After a quick post-surf breakfast, we set out to traverse the vast lagoon with two boats and two guides. It was a meandering cruise around reefs and shallow sand bars, through some of the brightest, most crystalline blue water we’ve ever seen. We trolled as we went, so our progress was constantly slowed by the massive GTs smashing our lures and inevitably escaping to freedom through a combination of our undersized gear and the hundreds of coral heads that fill the lagoon. As we pressed on towards the far end of the atoll, a beautiful six-foot tiger shark cruised the opposite direction, barely noticing us as it passed.

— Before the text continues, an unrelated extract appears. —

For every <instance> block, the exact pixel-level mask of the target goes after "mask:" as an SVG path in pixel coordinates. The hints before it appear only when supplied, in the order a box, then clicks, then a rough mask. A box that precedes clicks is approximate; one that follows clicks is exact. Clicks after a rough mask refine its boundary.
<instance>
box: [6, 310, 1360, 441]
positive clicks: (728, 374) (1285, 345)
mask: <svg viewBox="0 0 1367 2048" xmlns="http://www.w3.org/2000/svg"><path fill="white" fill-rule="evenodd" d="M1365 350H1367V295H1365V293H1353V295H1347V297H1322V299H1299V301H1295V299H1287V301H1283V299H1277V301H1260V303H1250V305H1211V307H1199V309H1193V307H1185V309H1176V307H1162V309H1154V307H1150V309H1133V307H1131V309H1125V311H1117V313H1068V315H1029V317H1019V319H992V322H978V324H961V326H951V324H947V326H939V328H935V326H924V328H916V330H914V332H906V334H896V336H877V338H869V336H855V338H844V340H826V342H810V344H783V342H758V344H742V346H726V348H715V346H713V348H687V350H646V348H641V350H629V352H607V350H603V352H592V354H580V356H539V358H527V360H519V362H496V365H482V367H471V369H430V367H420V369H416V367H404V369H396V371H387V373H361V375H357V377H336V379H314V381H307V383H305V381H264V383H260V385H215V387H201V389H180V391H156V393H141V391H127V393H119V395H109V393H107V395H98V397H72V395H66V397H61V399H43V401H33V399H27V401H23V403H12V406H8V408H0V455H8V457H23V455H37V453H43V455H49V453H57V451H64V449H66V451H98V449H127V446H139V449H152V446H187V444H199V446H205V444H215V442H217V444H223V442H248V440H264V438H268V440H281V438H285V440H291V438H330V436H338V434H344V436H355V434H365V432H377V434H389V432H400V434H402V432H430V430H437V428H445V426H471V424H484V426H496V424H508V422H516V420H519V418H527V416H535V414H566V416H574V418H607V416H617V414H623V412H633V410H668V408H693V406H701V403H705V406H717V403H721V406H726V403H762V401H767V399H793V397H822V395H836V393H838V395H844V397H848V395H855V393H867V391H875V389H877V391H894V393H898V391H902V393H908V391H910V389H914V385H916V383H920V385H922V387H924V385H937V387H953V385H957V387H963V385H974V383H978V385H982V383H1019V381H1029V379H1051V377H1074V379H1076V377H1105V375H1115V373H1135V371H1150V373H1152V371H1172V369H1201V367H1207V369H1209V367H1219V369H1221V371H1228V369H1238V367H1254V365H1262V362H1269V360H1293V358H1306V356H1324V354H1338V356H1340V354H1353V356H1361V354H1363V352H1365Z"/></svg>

Reaching Irapa, a vast sand flat full of fish, we broke into two groups, each with a guide to walk the shallow water in search of bonefish. This outing was more of a fish-viewing safari than a hard-core fishing trip, but it was still fun to spot and stalk the fish in this sublime setting. Triggerfish, GTs, golden and bluefin trevally were the catch of the day, all released back into the deep blue. After a couple of hours, we made our way to the sandy shore at the edge of the dense palm jungle. Despite the solitude, we quickly discovered that we were not alone - the sugary sand was teeming with giant land crabs. We caught a few (OK, maybe more than a few), and our guides built a small fire and roasted them right on the beach. We feasted on the crabs and washed them down with fresh coconut water. After the amazing and spontaneous lunch, we threw a few more lines into the channel that was swirling with huge schools of colorful fish. Parrotfish and giant trevally were everywhere. After a long and satisfying day of fishing and crab hunting, we got back on our boats for a late afternoon cruise to the lodge.
Back at the lodge, we relaxed for a while and then gathered for another crab cook, accompanied by delicious local breadfruit and the octopus we had also caught that morning. As the sun sank, we sat together, sharing a duty-free bottle of whiskey and telling stories. Thoroughly satisfied and exhausted by the day’s adventure, we fell asleep easily but not without noticing the growing sound of waves breaking on the reef a hundred yards away. The new swell was arriving.